I’ve kept up my blogging for a while now, for the longest I ever have. It’s all just impulsive for me, if I see something that strikes a particular chord with me, I’ll write something, even if it’s just a little snippet, about it.
Sometimes, it’s just nice to share.
Live fast, die fast, blog fast, that’s my motto (cool sunglasses).
Martha,
Wow, this is a cool post. So many pointed questions about such a particular practice depending upon who you talk to about it. Blogging for me is often an impetuous act. In fact, I sometimes think I’d be better off having a little warning screen after hitting the publish button asking me, “Are you sure you want to publish this craziness?” My process for blogging is pretty consistent, however: I think of something, write it out (as stupid as it may be), search for an image or video (which are usually a must for me), and then slam the publish button indiscriminately. Soon after I return to the blog post and edit it at least three or four times after having originally published it.
I know this may be a forbidden love, but I am taken with the aesthetic of the space as much as the ideas that sometimes come out of it. Having a corner of the internet wall to graffiti upon is one of the most enjoyable parts of the process. I throw everything up there to experiment with all kinds of plugins, services, feeds, etc. to see if they work as well as if they might be useful it different contexts (particularly teaching and learning). My blog is more often than not an experimental space for all kinds of widgets, doo-dads and various other services I come across on the tubes.
I also think the ability to create an online archive of your opinions, ideas and practices that can be personalized, categorized, tagged, and easily searched is nothing short of revolutionary. But maybe best of all, it has been an unbelievable opportunity to capture some fleeting ideas I, and others via comments, have had about all kinds of things. And this is not simply for purposes of navel-gazing, but with the understanding that somethings that someone has said in this space may resonate with others. The idea of others engaged in a similar process (and all the potential cross-over that comes with this) is extremely exciting and keeps me blogging. Blogging can never be understood as an isolated practice (i.e., my external hard-drive of ideas or a personal archive) because it is not a static diary or journal, but rather a dynamic, open, and collaborative public notebook filled with half-baked, but possibly generative, ideas.
Picking up on something Alan mentioned, the question of audience is essential–though it makes it more confusing. (As an aside, I’ve often thought that ‘audience’ is the hardest of writing concepts to try to get or to try to teach–so much so that I’d much rather see it addressed in an upper-level writing class than in a first-year writing class. But I digress).

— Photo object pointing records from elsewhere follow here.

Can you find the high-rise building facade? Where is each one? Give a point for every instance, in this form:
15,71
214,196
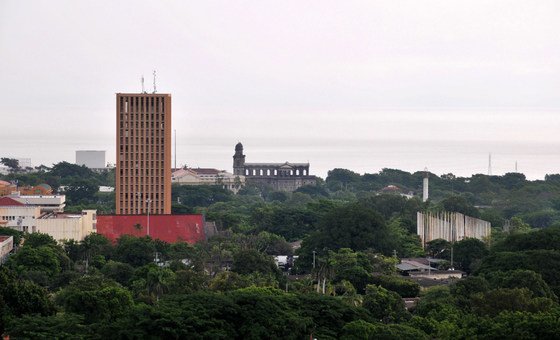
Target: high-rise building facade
143,171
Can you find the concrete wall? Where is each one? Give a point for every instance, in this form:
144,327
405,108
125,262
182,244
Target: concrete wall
450,226
21,218
68,226
168,228
6,246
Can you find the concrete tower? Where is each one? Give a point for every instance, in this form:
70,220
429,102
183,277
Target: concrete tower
239,160
425,188
143,173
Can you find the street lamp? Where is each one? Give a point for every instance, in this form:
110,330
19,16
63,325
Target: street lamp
148,201
314,259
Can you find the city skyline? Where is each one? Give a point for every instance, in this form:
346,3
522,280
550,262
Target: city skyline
359,85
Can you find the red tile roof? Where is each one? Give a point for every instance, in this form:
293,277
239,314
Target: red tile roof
205,171
7,201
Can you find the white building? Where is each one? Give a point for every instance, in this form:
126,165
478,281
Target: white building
68,226
93,159
6,246
47,203
207,176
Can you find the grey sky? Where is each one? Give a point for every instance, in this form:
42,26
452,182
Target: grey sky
299,74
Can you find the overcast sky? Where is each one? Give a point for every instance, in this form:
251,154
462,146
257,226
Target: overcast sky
281,75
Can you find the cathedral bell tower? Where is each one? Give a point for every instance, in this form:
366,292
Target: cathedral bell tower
239,160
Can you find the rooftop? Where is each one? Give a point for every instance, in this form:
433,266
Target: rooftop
9,202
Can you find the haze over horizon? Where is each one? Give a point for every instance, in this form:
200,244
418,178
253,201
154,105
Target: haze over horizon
358,85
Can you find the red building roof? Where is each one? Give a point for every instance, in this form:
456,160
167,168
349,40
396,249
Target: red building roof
168,228
8,202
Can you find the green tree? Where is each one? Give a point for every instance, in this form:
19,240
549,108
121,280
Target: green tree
468,252
496,301
249,261
158,281
59,326
384,304
136,251
18,235
351,226
96,298
118,271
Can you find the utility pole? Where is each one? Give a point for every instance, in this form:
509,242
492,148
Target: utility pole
148,201
314,259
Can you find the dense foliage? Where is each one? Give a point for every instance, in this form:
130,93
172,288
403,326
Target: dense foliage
352,234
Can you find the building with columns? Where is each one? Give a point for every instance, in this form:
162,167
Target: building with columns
143,169
279,176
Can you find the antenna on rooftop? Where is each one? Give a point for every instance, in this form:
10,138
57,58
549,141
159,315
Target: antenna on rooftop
489,164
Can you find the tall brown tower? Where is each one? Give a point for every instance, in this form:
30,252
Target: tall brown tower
143,173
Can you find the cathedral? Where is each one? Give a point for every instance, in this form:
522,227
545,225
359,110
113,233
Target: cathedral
279,176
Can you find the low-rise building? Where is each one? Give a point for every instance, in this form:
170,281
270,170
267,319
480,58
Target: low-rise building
6,246
46,203
31,219
168,228
68,226
208,176
17,215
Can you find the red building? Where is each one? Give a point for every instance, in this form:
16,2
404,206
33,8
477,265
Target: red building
168,228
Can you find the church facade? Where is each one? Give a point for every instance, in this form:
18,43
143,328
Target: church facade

My blog currently needs a complete overhaul, mostly because I’ve only recently started to get a handle on the audience I am hoping to talk to (and I’m hoping will talk to me). Up to now, I could barely answer any of your questions because I didn’t have a coherent sense of to whom I was blogging, and therefore why. So I’d throw into the question mix:
What communities am I a part of, or aspiring to be a part of?
What is my role/position/status in those communities, and what do I want them to be?